Elle s’élança à la poursuite de l’ombre. Bientôt, Frédéric entendit un chuchotement rapide. Puis elle revint, tranquille, un peu pâle.

–Qu’est-ce donc? demanda-t-il.

–Rien, dit-elle.

Après un silence, elle reprit:

— Si tu entends marcher, n’aie pas peur. C’est Toine, tu sais? le bossu. Il veut veiller sur nous.

En effet, Frédéric sentait parfois dans l’ombre quelqu’un qui les suivait. Il y avait comme une protection autour d’eux. A plusieurs reprises, Naïs avait voulu chasser Toine; mais le pauvre être ne demandait qu’à être son chien: on ne le verrait pas, on ne l’entendrait pas, pourquoi ne point lui permettre d’agir à sa guise? Dès lors, si les amants eussent écouté, quand ils se baisaient à pleine bouche dans les tuileries en ruines, au milieu des carrières désertes, au fond des gorges perdues, ils auraient surpris derrière eux des bruits étouffés de sanglots. C’était Toine, leur chien de garde, qui pleurait dans ses poings tordus.

Et ils n’avaient pas que les nuits. Maintenant, ils s’enhardissaient, ils profitaient de toutes les occasions. Souvent, dans un corridor de la Blancarde, dans une pièce où ils se rencontraient, ils échangeaient un long baiser. Même à table, lorsqu’elle servait et qu’il demandait du pain ou une assiette, il trouvait le moyen de lui serrer les doigts. La rigide madame Rostand, qui ne voyait rien, accusait toujours son fils d’être trop sévère pour son ancienne camarade. Un jour, elle faillit les surprendre; mais la jeune fille, ayant entendu le petit bruit de sa robe, se baissa vivement et se mit à essuyer avec son mouchoir les pieds du jeune maître, blancs de poussière.
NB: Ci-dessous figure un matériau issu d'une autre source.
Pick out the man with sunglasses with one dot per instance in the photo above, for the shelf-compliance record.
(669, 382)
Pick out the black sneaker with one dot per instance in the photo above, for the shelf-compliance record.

Naïs et Frédéric goûtaient encore mille petites joies. Souvent, après le dîner, quand la soirée était fraîche, madame Rostand voulait faire une promenade. Elle prenait le bras de son fils, elle descendait à l’Estaque, en chargeant Naïs de porter son châle, par précaution. Tous trois allaient ainsi voir l’arrivée des pêcheurs de sardines. En mer, des lanternes dansaient, on distinguait bientôt les masses noires des barques, qui abordaient avec le sourd battement des rames. Les jours de grande pêche, des voix joyeuses s’élevaient, des femmes accouraient, chargées de paniers; et les trois hommes qui montaient chaque barque se mettaient à dévider le filet, laissé en tas sous les bancs. C’était comme un large ruban sombre, tout pailleté de lames d’argent; les sardines, pendues par les ouïes aux fils des mailles, s’agitaient encore, jetaient des reflets de métal; puis, elles tombaient dans les paniers, ainsi qu’une pluie d’écus, à la lumière pâle des lanternes. Souvent, madame Rostand restait devant une barque, amusée par ce spectacle; elle avait lâché le bras de son fils, elle causait avec les pêcheurs, tandis que Frédéric, près de Naïs, en dehors du rayon de la lanterne, lui serrait les poignets à les briser.

Cependant, le père Micoulin gardait son silence de bête expérimentée et têtue. Il allait en ner, revenait donner un coup de bêche, de sa même allure sournoise. Mais ses petits yeux gris vaient depuis quelque temps une inquiétude. 1jetait sur Naïs des regards obliques, sans rien dire. Elle lui semblait changée, il flairait en elle les choses qu’il ne s’expliquait pas. Un jour, elle sa lui tenir tête. Micoulin lui allongea un tel oufflet qu’il lui fendit la lèvre.

Le soir, quand Frédéric sentit sous un baiser la ouche de Naïs enflée, il l’interrogea vivement.

— Ce n’est rien, un soufflet que mon père m’a onné, dit-elle.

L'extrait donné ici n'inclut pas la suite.